North Carolina’s 24 local land trusts gathered May 25-26 for the annual Land Trust Assembly.
Some of the biggest names in NC politics made an appearance: Governor Pat McCrory spoke during Wednesday’s dinner, and Attorney General Roy Cooper addressed the group at Thursday’s lunch. Susan Kluttz, Secretary of the NC Department of Natural and Cultural Resources, also spoke to the group. The presence of these major political figures shows how crucial land conservation has become in the public eye.
Assembly attendees participated in workshops covering a wide variety of issues including farmland preservation, equity in conservation, effective conservation messages and storytelling, legislative issues, community conservation, climate change, and leadership development.

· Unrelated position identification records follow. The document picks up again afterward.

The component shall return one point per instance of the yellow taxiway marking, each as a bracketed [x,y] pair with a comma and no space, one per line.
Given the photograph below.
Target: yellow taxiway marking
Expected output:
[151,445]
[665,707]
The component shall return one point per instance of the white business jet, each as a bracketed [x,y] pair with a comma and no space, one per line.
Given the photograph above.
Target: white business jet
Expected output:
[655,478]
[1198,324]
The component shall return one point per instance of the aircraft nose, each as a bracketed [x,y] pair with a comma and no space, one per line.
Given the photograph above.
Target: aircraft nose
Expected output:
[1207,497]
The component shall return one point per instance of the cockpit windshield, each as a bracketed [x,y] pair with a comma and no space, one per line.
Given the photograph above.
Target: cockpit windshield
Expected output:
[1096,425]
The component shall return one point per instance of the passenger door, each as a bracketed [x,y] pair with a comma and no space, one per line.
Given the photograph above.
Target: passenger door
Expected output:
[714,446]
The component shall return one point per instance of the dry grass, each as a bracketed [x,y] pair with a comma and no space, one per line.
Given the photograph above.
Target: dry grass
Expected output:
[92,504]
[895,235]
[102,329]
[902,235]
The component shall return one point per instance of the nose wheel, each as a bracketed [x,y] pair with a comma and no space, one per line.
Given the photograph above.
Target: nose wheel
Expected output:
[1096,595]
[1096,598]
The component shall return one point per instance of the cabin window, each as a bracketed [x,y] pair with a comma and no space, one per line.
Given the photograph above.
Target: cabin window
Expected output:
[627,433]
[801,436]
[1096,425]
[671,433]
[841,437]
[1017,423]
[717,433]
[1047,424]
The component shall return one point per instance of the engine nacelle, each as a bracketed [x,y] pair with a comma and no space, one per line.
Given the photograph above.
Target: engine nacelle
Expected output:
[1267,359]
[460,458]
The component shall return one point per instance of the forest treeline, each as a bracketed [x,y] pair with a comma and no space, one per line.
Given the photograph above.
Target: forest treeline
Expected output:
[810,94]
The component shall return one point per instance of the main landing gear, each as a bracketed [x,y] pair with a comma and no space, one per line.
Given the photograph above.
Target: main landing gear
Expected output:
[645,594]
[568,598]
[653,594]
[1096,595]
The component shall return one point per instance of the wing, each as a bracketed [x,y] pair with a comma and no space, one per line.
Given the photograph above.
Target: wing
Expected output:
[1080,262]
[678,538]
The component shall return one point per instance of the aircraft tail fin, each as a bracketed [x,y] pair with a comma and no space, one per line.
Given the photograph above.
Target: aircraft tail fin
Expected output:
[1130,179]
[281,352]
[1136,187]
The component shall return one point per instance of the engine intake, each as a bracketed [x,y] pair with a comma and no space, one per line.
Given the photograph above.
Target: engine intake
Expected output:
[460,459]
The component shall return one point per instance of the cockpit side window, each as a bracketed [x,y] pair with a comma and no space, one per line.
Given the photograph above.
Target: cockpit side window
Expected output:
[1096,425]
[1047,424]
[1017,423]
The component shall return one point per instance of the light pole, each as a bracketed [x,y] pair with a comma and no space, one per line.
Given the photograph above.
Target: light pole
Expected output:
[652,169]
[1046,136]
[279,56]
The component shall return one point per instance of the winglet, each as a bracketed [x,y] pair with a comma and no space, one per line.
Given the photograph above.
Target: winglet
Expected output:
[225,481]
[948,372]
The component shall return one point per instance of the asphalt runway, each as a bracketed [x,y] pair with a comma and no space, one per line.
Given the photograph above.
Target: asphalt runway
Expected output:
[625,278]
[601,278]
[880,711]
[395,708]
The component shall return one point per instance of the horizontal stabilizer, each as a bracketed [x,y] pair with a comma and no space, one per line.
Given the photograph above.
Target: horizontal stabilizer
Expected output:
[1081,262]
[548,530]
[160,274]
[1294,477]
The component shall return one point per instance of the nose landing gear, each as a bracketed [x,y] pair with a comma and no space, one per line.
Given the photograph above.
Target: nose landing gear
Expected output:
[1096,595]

Not only did attendees have the chance to hear others speak, but they also engaged in roundtable sessions and conversations that allowed ideas and collaboration to develop.
To ensure that great conservation leaders have an opportunity to be recognized, the Assembly hosted its annual awards ceremony. The NC Land Trust awards are given annually to businesses, nonprofits, governments, and individuals who lead efforts to protect streams, farms, parks, forests, and trails to help provide safe drinking water, clean air, fresh local foods, and abundant recreational opportunities for all North Carolina families. Five winners were chosen this year.

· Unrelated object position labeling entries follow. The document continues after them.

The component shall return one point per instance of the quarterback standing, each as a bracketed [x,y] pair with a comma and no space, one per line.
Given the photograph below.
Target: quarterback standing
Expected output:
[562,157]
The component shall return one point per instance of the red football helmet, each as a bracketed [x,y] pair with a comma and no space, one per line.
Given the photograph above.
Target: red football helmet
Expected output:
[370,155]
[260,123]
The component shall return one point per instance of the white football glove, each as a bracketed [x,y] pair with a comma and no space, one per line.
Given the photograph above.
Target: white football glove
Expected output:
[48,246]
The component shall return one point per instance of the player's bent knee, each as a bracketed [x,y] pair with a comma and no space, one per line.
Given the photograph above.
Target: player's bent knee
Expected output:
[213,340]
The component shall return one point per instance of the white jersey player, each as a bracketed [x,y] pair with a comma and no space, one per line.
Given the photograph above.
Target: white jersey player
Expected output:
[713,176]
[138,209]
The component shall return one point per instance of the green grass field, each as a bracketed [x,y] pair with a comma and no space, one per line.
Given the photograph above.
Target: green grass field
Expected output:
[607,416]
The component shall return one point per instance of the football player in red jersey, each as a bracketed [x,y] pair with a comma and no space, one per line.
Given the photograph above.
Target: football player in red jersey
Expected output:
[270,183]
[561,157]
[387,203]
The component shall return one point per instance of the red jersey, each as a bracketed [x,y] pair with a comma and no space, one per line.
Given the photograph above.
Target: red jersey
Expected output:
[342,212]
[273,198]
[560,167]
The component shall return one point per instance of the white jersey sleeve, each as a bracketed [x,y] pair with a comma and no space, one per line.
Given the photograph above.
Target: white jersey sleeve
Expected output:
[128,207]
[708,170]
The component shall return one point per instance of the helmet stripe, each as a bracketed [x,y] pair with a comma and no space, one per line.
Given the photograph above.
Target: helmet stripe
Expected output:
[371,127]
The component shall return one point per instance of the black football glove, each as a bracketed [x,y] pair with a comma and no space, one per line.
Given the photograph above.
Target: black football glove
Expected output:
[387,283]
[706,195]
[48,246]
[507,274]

Pepsi Bottling Ventures won the Corporate Conservation Partner of the Year award for providing generous financial support to the Upper Neuse Clean Water Initiative and the NC Youth Conservation Corps.

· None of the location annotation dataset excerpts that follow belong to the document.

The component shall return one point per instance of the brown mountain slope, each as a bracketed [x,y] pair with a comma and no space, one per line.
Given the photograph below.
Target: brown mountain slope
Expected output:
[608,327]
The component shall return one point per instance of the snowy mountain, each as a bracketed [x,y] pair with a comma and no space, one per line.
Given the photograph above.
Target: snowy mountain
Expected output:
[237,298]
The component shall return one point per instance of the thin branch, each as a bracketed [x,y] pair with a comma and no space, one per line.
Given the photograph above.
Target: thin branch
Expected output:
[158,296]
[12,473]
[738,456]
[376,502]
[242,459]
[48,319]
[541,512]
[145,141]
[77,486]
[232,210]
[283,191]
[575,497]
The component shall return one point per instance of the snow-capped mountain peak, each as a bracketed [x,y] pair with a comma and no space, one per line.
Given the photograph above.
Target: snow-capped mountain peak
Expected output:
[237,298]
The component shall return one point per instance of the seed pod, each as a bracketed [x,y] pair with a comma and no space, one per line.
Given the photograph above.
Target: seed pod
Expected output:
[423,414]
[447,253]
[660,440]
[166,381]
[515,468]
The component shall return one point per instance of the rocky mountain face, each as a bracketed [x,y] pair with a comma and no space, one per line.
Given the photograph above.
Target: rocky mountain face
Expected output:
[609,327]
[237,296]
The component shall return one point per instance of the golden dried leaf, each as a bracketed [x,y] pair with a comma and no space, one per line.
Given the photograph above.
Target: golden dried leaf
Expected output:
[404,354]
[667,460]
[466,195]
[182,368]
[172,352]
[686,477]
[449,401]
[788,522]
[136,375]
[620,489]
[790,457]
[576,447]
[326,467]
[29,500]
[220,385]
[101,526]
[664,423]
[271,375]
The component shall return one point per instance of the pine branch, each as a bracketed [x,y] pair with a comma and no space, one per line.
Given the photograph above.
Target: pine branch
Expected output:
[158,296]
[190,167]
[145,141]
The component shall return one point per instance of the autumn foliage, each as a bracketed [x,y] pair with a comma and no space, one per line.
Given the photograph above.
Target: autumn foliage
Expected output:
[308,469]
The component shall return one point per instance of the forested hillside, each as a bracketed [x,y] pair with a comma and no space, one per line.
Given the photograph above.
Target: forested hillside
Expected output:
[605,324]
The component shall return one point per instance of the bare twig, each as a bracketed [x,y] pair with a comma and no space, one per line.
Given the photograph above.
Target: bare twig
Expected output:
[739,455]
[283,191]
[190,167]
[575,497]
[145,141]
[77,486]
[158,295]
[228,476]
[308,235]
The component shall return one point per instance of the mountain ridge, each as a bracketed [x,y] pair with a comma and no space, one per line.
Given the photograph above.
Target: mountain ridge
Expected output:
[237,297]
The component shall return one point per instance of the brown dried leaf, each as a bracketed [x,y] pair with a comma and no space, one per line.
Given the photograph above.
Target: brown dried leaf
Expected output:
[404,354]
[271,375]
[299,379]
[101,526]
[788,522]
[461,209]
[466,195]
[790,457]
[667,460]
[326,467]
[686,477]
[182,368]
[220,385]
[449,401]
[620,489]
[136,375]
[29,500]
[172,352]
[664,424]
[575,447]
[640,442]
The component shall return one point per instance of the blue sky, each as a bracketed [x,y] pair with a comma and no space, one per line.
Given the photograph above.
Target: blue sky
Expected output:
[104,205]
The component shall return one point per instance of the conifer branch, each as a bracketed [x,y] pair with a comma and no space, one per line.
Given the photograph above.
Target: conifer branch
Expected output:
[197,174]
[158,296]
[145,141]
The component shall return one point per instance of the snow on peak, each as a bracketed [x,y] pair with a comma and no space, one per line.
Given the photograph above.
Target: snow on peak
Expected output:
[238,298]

The US Fish & Wildlife Service was named Federal Government Conservation Partner of the Year for partnering with NC land trusts on many conservation and habitat restoration projects. The Service has provided both technical and financial assistance to land trusts and landowners alike.
Chimney Rock State Park was awarded State Government Conservation Partner of the year, given its many partnerships with conservancies and other non-profits to expand, improve, and maintain parklands.
Two individuals also received recognition. Tony Doster was named Stanback Volunteer Conservationist of the Year. His professional management of forests, as well as past and present involvement with a number of forestry boards and conservation organizations, show his commitment to protecting natural lands in the Coastal plain.
Hanni Muerdter was awarded Rising Conservation Leader of the Year for her stewardship work in the Southern Appalachian Highlands Conservancy, and her involvement in other conservation and community organizations.
Congratulations to these deserving winners!